I am using Python to import data from large files. There are three columns corresponding to x, y, z data. Each row represents a time at which the data were collected. For example:
importedData = [[1, 2, 3], <--This row: x, y, and z data at time 0.
[4, 5, 6],
[7, 8, 9]];
I want to calculate the variance for each time (row). As far as I know, one way to do this is as follows (if this is not correct, I would appreciate a heads-up):
varPerTimestep = np.var(importedData,axis=1);
Here's my problem. To convince a coworker it works, I would next like to do the same thing, but avoid using np.var. This means solving:
Var(S)=(⟨S_bar⋅S_bar⟩−⟨S_bar⟩⟨S_bar⟩)
# S_bar, x, y, z
I'm an intermittent Python user and just can't figure out how to do this for each row. I found a suggestion online but don't know how to adapt the code below so it applies to each row (apologies; can't provide the link because when I do, I get an error that my code is not formatted correctly and I can't post the question; also the reason that some of the code is formatted as quotes below):
def variance(data, ddof=0):
n = len(data)
mean = sum(data) / n
return sum((x - mean) ** 2 for x in data) / (n - ddof)

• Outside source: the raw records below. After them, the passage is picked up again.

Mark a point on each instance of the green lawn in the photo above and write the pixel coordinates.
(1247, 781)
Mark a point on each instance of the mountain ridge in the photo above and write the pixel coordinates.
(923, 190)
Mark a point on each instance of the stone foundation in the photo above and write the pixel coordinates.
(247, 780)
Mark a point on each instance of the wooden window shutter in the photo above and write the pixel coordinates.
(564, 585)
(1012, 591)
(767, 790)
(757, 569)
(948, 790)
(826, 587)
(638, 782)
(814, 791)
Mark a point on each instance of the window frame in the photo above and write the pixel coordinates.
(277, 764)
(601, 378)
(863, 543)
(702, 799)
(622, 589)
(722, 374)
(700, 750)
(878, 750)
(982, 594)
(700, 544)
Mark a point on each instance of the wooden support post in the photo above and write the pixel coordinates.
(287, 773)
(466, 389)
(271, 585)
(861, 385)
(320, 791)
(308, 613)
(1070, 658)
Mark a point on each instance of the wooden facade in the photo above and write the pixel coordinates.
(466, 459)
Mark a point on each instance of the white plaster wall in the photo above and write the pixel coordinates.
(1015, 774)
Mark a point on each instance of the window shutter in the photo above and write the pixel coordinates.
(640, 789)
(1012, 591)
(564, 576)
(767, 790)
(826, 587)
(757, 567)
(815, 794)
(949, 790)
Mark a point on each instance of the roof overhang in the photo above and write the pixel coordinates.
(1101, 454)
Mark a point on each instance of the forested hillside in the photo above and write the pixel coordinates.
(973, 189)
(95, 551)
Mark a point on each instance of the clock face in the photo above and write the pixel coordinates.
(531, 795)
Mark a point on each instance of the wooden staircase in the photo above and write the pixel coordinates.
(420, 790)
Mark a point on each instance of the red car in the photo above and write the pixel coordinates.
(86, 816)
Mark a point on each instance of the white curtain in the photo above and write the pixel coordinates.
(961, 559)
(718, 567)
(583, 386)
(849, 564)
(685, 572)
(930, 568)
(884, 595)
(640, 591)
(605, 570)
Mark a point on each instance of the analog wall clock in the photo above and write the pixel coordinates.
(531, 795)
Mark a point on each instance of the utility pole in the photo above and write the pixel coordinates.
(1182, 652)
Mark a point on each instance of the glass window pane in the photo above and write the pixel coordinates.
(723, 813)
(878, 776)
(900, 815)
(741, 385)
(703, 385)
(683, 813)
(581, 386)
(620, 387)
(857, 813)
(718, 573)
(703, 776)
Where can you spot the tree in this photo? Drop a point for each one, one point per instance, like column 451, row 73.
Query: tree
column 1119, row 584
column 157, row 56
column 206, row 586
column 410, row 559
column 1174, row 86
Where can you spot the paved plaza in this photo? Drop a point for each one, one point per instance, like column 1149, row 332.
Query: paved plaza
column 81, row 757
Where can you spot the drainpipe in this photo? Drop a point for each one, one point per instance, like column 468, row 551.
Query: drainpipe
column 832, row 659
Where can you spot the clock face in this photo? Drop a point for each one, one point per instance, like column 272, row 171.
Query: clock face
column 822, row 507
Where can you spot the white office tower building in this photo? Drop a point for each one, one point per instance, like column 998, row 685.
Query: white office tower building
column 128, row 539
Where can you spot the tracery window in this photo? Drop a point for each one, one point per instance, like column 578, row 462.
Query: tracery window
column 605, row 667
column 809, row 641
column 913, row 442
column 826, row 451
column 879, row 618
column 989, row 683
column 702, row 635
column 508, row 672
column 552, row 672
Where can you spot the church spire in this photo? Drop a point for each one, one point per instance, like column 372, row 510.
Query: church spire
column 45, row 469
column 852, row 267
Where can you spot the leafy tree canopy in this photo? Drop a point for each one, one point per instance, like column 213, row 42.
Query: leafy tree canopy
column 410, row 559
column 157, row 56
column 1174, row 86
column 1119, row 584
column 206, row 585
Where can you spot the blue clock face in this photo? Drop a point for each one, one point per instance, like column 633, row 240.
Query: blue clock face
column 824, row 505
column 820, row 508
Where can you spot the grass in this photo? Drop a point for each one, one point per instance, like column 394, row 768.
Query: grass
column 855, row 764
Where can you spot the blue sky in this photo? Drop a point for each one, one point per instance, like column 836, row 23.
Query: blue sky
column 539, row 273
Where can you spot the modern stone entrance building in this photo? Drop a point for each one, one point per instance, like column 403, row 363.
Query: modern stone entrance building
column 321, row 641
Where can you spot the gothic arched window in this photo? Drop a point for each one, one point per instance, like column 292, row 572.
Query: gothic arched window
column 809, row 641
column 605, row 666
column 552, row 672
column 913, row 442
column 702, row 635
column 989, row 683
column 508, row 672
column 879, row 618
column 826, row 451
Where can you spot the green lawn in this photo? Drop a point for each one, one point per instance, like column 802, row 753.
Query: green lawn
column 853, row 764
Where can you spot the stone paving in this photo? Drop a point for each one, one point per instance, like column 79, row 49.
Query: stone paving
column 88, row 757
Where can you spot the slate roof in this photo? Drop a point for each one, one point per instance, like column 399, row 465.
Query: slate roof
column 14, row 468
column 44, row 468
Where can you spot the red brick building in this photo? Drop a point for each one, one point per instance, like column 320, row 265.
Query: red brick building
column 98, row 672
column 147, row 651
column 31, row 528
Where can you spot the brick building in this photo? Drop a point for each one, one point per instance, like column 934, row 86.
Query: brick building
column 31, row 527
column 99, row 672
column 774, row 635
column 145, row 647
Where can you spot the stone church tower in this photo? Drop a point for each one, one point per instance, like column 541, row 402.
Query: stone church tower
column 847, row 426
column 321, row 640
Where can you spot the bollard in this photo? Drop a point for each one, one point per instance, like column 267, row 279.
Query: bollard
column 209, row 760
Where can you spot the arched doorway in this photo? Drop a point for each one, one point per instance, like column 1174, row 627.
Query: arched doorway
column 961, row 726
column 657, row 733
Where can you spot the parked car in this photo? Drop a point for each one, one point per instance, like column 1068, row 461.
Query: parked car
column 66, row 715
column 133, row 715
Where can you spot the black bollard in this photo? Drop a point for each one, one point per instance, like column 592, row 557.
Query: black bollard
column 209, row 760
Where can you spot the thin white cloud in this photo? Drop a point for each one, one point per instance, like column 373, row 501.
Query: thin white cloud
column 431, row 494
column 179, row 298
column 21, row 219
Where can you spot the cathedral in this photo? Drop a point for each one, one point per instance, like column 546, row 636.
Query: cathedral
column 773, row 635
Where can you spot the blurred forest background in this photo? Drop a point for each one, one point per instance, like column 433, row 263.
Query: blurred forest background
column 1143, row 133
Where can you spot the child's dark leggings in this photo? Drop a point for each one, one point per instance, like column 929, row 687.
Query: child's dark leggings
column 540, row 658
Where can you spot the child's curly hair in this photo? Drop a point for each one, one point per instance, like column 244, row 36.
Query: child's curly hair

I have tried various things. For example, putting the function in a loop where I first attempted just getting a row average:
for row in importedData:
mean_test = np.mean(importedData,axis=1)
print(mean_test)
This gives me an error I can't figure out:
Traceback (most recent call last): File "<string>", line 13, in <module> TypeError: list indices must be integers or slices, not tuple
I also tried this and get no output because I seem to be stuck in a loop:
n = len(importedData[0,:]) # Trying to get the length of each row. mean = mean(importedData[0,:]) # Likewise trying to get the mean of each row. deviations = [(x - mean) ** 2 for x in importedData] variance = sum(deviations) / n
If anyone could please point me in the right direction, I would be grateful.
Well you could do something like this to make things more explicit:
import numpy as np
importedData = np.arange(1,10).reshape(3,3)
# Get means for each row
means = [row.mean() for row in importedData]
# Calculate squared errors
squared_errors = [(row-mean)**2 for row, mean in zip(importedData, means)]
# Calculate "mean for each row of squared errors" (aka the variance)
variances = [row.mean() for row in squared_errors]
# Sanity check
print(variances)
print(importedData.var(1))
# [0.6666666666666666, 0.6666666666666666, 0.6666666666666666]
# [0.66666667 0.66666667 0.66666667]